Sebagai anak baru, saya yang tadinya sama sekali tidak melirik laut sebagai pilihan destinasi untuk plesiran, cukup gencar ngomporin temen-temen yang belum mau belajar menyelam. Konon, ini salah satu ciri-ciri diver Jakarta: ngracunin orang lain untuk ikutan belajar diving. Itu, selain bahwa mereka katanya merasa punya insang yang harus dibasahi setidaknya sekali dalam dua bulan.
Jam terbang saya masih sangat sedikit. Dive log saya bahkan belum menyentuh angka 30. Tapi dengan pengalaman yang baru seiprit itu, saya tetap merasa wajib membagi cerita dan –tentu saja– meracuni yang lain untuk segera ambil dive license pada kesempatan pertama. Mungkin karena saya blogger. Dalam pemahaman saya, sedari awal, blog memang spiritnya adalah berbagi dan menyampaikan informasi kepada pembaca blog. Berbagi adalah agama kami, para blogger ini. Maka dalil sampaikanlah meskipun hanya satu ayat, itu sungguh benar adanya.
Ada beberapa alasan yang paling umum, kenapa orang ragu-ragu untuk mencoba diving.
1. Takut Air
Ini alasan yang paling banyak saya dengar. Beberapa orang pernah mengalami kejadian gak enak yang berhubungan dengan air. Pernah tenggelam, pernah kegulung ombak, tidak bisa berenang, dan sebagainya.
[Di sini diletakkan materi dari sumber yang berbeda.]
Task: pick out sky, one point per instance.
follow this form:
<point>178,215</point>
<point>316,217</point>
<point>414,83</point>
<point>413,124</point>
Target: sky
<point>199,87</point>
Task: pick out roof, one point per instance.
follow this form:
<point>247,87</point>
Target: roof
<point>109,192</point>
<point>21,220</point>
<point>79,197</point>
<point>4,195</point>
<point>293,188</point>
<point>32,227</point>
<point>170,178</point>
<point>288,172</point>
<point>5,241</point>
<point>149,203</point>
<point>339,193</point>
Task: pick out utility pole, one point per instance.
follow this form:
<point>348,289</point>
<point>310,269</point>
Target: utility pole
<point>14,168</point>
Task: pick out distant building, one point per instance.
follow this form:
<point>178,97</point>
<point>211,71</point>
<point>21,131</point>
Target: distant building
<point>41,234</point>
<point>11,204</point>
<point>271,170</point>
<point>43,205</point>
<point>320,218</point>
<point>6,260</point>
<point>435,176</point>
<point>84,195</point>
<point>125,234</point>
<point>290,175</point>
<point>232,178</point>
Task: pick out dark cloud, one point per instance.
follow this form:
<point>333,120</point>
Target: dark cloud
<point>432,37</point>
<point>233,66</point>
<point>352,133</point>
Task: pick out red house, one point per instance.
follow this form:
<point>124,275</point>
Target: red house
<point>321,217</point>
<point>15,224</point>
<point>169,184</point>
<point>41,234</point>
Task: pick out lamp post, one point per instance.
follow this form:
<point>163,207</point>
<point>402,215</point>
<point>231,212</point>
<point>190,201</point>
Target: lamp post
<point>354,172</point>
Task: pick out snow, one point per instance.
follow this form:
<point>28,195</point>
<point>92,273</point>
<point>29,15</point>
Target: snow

Percayalah, rasa takut sebaiknya jangan diberi panggung. Saya, alhamdulillah belum pernah mengalami yang namanya hampir tenggelam atau terbawa ombak sampai menimbulkan trauma yang susah disembuhkan. Tapi dari dulu, entah kapan mulainya, saya selalu takut melihat laut. Jutaan kubik air, ombak yang bergulung-gulung, air, air, dan hanya air yang menguasai batas pandang hingga ke garis cakrawala, buat saya sungguh terasa menyeramkan. Belum lagi kalau membayangkan bahwa di laut, kita tidak tahu berapa kedalaman sebelum kita dapat menyentuh dasarnya. Lima puluh meter, seratus, dua ratus meter? Aih. Ngeri betul.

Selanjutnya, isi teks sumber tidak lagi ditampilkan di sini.